The real estate analyst at HC concluded her update on MNHD stating that: “We lower our TP c44% to EGP7.05/share but maintain our OW rating: We use a DCF valuation to value MNHD’s launched real estate phases in its 2 projects, Taj City and Sarai and value the company’s undeveloped land bank by accounting for the present value of the potential cash flows from developing this land in the future, using the master plan for each plot. We exclude future sales from Capital Gardens from our valuation due to lack of visibility on future launches and on the slow sales pace, while only account for the project’s existing backlog.

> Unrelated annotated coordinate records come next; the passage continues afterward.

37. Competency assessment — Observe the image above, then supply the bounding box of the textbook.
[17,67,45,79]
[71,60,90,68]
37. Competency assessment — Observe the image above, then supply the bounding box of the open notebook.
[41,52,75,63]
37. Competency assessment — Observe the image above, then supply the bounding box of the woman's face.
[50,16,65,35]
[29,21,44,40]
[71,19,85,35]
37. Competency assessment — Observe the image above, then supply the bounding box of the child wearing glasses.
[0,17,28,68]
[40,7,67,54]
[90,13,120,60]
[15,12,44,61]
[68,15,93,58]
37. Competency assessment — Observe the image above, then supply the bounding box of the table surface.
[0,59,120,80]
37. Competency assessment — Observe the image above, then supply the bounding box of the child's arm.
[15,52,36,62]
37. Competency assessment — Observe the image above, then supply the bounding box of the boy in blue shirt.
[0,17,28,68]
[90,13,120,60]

Our 5-year average moving WACC stands at 16.6%. Of our TP, c27% is from DCF and c73% is from land valuation, with the DCF value of launched real estate project at EGP2.90/share, undeveloped land value at EGP5.14/share, while a net debt position of EGP1.42bn shaves off a total of EGP0.99/share and yields a DCF value of EGP7.05/share. Our TP puts the company at a P/NAV of 0.35x, and implies a potential return of c107% over the 25 August closing price of EGP3.41/share, leading us to maintain our Overweight rating. We estimate the stock is trading at a 2020e P/NAV of 0.17x, lower than the peer average of 0.28x. On our numbers, the market is assigning a value of EGP406/sqm to the company’s undeveloped land compared to our valuation of EGP1,395/sqm (c33% lower than our previous value of EGP2,076/sqm), and representing a c71% discount to market prices.”